Moreover, as the pad size becomes small, the width of interconnection for electrically connecting the bonding pad 10 and the internal circuit becomes small. Since power supply ability is proportional to the width of the interconnection, the reduction of the width of the interconnection causes reduction of the power supply ability. In order to handle this problem, a bonding pad 10 may be formed with two metal layers which are connected with each other via through holes, and interconnections can be provided for both of the two metal layers in order to improve the power supply ability. However, such through holes can be destroyed due to the pressure of the test probe, which reduces the power supply ability of the lower metal layer.
As described above, according to the conventional technique, the head of the test probe is brought into contact with the bonding pad 10 in a wafer testing as the final of wafer processes, which results in the above-mentioned problems. That is to say, the bonding pad 10 being shared in the bonding and in the testing causes the above-mentioned problems.
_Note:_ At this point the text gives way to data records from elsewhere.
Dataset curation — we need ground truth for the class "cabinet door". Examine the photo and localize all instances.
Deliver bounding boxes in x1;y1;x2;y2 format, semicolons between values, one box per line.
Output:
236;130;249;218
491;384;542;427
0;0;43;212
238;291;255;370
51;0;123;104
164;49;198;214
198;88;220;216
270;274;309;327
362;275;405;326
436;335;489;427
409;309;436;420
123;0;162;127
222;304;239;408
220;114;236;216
Japanese Laid Open Patent Application (JP-P2002-329742) discloses a technique to solve these problems. According to this technique, a “test pad” is provided in addition to a “bonding pad” in order to prevent the occurrence of probe traces on the bonding pad at the time of the testing. That is, the bonding pad and the test pad are provided separately in order to improve the bonding properties of the bonding pad. In this case, however, it is necessary to reserve areas for both of the bonding pad and the test pad, which causes increase of the chip size and the cost.